¿Qué vino va con el pot-au-feu?
Respuesta rápida
El pot-au-feu — carne hervida con verduras en caldo — es un plato delicado que pide vinos también delicados: un Pinot Noir ligero de Borgoña, un Côtes du Rhône tinto de Grenache o incluso un Beaujolais-Villages. La cocción larga en agua elimina las grasas, dejando sabores puros que se deben respetar.
Respuesta detallada
El pot-au-feu es la humildad hecha plato: carne de vacuno cocida lentamente en agua con zanahoria, puerro, nabo, apio y huesos tuétano, sin sofrito, sin tomate, sin especias fuertes. La pureza del caldo es su grandeza. Y esa pureza define todo en el maridaje.

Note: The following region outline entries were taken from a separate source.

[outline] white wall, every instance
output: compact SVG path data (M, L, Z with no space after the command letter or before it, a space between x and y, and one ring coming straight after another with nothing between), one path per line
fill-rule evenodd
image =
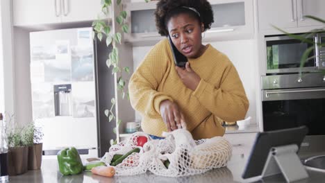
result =
M254 54L254 40L235 40L210 42L211 45L226 54L238 71L249 100L249 109L247 116L251 116L252 121L256 121L256 81L258 68L256 57ZM135 70L146 54L150 51L150 46L133 47L133 68ZM139 121L141 117L136 112L135 119Z
M10 2L0 1L0 111L12 114L15 113L15 89Z
M29 123L33 121L29 31L14 28L15 46L15 116L19 124Z

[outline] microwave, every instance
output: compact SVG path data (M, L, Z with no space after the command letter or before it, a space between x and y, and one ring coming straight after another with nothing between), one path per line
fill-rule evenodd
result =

A diferencia de un estofado con tomate y vino tinto, el pot-au-feu no tiene la grasa caramelizada ni la acidez del tomate que los tintos potentes necesitan para dialogar. La carne hervida es más suave, más mineral, más sutil. Un Cabernet Sauvignon tónico o un Malbec concentrado la aplastarían.
El Pinot Noir ligero de Borgoña — un Bourgogne genérico, un Côte Chalonnaise, un Mercurey — es la elección más elegante. Sus taninos finos, su acidez viva y sus aromas de cereza fresca y tierra roja acompañan la carne sin dominarla. La mineralidad de los mejores Pinot Noir borgoñones encuentra un eco en el caldo purificado del pot-au-feu.
El Beaujolais-Villages o un Brouilly (Gamay) servido ligeramente fresco (14-15 °C) es la opción más convivial y accesible: frutal, fresco, sin pretensiones, perfecto para una comida familiar de invierno. En Francia, este maridaje es tan natural como respirar.
El Côtes du Rhône tinto joven (Grenache dominante) aporta un poco más de cuerpo y calidez — frutas rojas maduras, pimienta — sin salirse de los parámetros de delicadeza que el plato impone.
En España, el pot-au-feu tiene su análogo directo en el «cocido» — madrileño, gallego, andaluz — esa olla podrida generosa y reconfortante. Para el cocido madrileño clásico, la tradición manda un Tempranillo joven de la Ribera del Duero sin madera, o incluso un blanco de Verdejo para la sopa inicial. Para el cocido gallego con lacón y grelos, un Mencía del Bierzo — con su elegancia y sus notas herbales — es el maridaje regional que tiene más sentido cultural y aromático.